Working Knowledge: Employee Innovation and the Rise of Corporate Intellectual Property, 1800-1930

By Catherine L. Fisk | Go to book overview

2
The Genius Which Conceived & the Toil
Which Compiled the Book

Just as both patents and unpatented workplace knowledge were regarded as an asset of skilled labor, so too did antebellum law treat copyrights as the property of the individual author regardless of whether the work was created for hire. Although employee-authors, like authors everywhere for centuries, routinely assigned their copyrights to those who would pay for them (including their employers), the law required there to be an express assignment of the copyright before it would divest an author of the right to his work over his objection. Judges found very good philosophical and economic reasons for this rule, at least in the context of the few cases that litigated authorship.

In this chapter, I examine the law and practice of copyright ownership in the three sectors of the antebellum American economy where copyright disputes arose: law publishing, theater, and map publishing.
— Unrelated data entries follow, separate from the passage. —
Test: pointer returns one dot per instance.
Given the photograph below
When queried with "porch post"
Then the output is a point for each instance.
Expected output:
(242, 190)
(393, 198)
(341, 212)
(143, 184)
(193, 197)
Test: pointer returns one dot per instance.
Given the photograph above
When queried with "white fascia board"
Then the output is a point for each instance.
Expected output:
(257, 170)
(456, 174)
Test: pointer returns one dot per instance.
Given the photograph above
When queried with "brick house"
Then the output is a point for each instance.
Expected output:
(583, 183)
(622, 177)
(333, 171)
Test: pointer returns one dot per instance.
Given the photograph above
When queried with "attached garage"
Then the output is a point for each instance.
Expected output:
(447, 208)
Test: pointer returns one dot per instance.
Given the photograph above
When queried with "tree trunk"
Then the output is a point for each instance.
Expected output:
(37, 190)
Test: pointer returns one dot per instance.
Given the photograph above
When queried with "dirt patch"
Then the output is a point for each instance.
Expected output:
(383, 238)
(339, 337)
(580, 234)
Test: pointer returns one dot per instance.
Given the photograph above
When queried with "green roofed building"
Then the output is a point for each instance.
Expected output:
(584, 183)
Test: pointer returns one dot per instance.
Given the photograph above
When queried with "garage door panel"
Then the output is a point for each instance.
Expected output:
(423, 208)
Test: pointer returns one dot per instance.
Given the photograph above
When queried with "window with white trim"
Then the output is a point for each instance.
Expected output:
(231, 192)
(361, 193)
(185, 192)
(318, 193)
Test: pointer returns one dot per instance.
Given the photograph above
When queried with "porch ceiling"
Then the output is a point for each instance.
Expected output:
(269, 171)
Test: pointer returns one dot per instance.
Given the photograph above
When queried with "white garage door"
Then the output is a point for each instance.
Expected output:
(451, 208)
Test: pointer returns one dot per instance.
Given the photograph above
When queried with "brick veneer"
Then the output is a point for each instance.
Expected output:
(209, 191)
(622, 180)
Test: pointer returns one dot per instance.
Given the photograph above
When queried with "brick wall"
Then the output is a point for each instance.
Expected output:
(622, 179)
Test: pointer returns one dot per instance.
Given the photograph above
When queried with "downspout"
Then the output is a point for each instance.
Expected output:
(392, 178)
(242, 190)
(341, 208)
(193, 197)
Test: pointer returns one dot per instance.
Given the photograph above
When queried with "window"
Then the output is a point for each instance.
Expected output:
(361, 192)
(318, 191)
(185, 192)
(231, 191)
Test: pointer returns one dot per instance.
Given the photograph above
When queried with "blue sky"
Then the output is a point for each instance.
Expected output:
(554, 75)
These were also the three sectors that continued to produce the majority of the employeremployee copyright disputes for much of the nineteenth century. Judges developed rules to protect employee-authors because they were persuaded by the morality of saving creative geniuses from improvident bargains. Judges also considered it economically expedient for a new country that wished to cultivate its own homegrown culture industry to protect the rights of the author who worked for hire. Later in the century, the arguments of economic expedience seemed to favor the employer, but in the antebellum period the moral claims of the author coincided perfectly with the economic incentives for protecting the author’s rights to the fruits of creative work.